Tuesday, October 15, 2013

Hope In A Dead World (Original Short)

The spindly trees were bare, their leaves fallen and gone. Against the grey winter morning they looked like skeletal hands reaching toward the heavens, pleading for salvation that would never come. The color had left the world, it seemed, and everything was grey and white. Inches of snow covered the ground the same way the thick clouds hid the sun. M's pack was heavy with cans, the latest plunder from a family that hadn't been able to stay undead hands from tearing their bodies asunder and leaving them to come back to roam the earth as moaning corpses. There was five, three of them children. M put them to rest.

After leaving the smoking and bloody remains of Haven, he had been traveling north, hoping to reach another colony, but the encampments he'd run across had all met similar fates. Dale, the other survivor of Haven, and him had parted ways weeks ago. Dale opted to go south in hope of finding something more near the coast. M didn't dash his hopes by telling him he'd been on the south coast when the Great Panic had hit. There was no one left there; no one left to recant the screaming and fires that had engulfed almost everything.

The road ahead of him was barren: no cars, no RV's, no bodies. It seemed this lost highway had been spared the burden of hundreds or thousands of bodies that the dead were sure to have left behind. M's hand checked to see if his machete and knife were clear in their sheaths, before pulling his jacket closed against the freezing wind that whipped past, kicking up swirls of white and making them dance like gleeful ghosts celebrating the fall of man.

Off to each side of the four lanes he walked were nothing but flat lands, the trees a good hundred yards past that. Though nothing seemed to move, M's eyes were keen and never relaxed, constantly searching and scanning. He had put his own hope on a trickle, preserving it, like precious water in the desert. Just as he was about to dare to let another drop of it fall, fate seemed determined to justify his greediness with the lacking commodity.

Not fifty feet in front of him a figure rose from the drift, half caked in white, half caked in dry, black blood. The front of the thing's clothes was ripped open, displaying a half frozen, ghastly wound from which it surely had died. M didn't suddenly halt - that would draw its attention - instead he moved slowly into crouching, using the flurries as cover, keeping his steady pace toward the zombie. M's hand went smoothly to the blade taped to the strap of his pack, drawing the matte black instrument.

The creature was facing just left of M's position so it didn't see him until it was too late. With practiced precision, and the distance a mere 20 feet, the throw was easy. The arm with the weapon in it coiled at the shoulder, tensing muscles and tendons, keeping the blade in a solid grip. Like a rattlesnake striking, M's arm unfolded at blazing speed, loosing the knife. The tip whistled through the air, landing with a solid 'thunk' in the undead's skull, cutting off the beginning of a moan.

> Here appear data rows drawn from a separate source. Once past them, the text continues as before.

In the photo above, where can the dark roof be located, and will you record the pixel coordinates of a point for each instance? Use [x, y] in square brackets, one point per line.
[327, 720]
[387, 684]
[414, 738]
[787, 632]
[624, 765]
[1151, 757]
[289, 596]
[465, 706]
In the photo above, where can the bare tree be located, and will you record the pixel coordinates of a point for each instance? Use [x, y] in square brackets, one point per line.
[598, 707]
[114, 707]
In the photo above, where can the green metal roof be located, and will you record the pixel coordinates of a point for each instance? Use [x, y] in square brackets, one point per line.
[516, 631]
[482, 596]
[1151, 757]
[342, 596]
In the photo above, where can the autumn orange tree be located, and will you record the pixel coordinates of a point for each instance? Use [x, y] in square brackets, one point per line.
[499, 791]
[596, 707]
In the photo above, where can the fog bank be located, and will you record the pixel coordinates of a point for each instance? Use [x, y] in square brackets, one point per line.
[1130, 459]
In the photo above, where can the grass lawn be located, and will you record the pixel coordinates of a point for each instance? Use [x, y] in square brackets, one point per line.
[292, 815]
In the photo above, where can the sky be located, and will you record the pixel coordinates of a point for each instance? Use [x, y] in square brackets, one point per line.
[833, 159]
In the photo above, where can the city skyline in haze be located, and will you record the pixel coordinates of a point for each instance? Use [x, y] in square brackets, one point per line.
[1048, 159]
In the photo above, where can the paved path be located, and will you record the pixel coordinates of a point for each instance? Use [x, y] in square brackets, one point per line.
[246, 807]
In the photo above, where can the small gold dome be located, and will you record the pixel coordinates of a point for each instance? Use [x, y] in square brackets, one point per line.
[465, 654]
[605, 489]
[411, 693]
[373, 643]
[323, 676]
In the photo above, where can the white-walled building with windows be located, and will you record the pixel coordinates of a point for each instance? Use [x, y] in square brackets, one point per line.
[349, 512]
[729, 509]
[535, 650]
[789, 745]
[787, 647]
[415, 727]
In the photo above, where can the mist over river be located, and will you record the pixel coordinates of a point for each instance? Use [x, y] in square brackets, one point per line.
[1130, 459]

Silently it crumpled into a heap upon the frozen pavement like a marionette with its strings cut. Though the immediate threat was ended, the danger was far from over. M stayed as still as the dead body with the knife in its temple for a moment, straining his hearing against the persistent wind. It felt like an hour as he waited, scanning for signs of more of them. None came. With a slow exhale, M stood and continued his walk, pausing only for a moment to retrieve his knife and return it to the sheath. Time seemed to resume its grinding pace, as soon the grey sky was bruised red, purple, and pink with the sunset.

With a rope and some cleverly placed knives, M climbed a tree and sat down to his dinner: a can of chili with a faded label. He made no fire, shed no light, and was near silent opening the stubborn can to get at its contents, eating as he secured his pack on a limb, along with himself. Night came and went quickly, the morning beating down its golden rays upon his face and waking him from a dreamless sleep. The morning routine went into effect: cleaning his blades and rifle, repacking everything, and checking the map he had to determine his location.

The silence in a world ruled by the walking dead is easily broken. As fewer people inhabited the Earth, the old, familiar sounds of life now seemed alien; so much so that the sound of an engine roaring up the abandoned highway was enough to make M grab his rifle and stare wide-eyed at the disturbance. The faded blue SUV blazed past his safe spot in the tree. The windows were tinted, hiding its driver. It took him fifteen whole minutes to recover, replace his rifle and climb higher to investigate the direction from which the vehicle had come.

The scope on his rifle revealed something he thought he'd never see again: strings of black and white smoke slithering their way up the sky from the horizon of dead trees. His breath caught in his throat, and he let a golden drop of hope fall. His hands were shaking so bad from excitement, he was barely able to maintain his grip as he scrambled down the trunk of the tree where he'd made his perch the night before.

As he landed heavily on the iced earth below, he heard something that made every hair on his body stand on end: moans of dozens of corpses. The vehicle woke every snow-covered corpse in the area, and they were all converging upon the road in search of a meal. For the first time in a long time, M ran. Headlong into the gathering hoard he dashed, unsheathing his machete and knife, ready to carve his way to that camp - to his new, possible home. Impossible seemed only a vague concept now. Another drop of hope.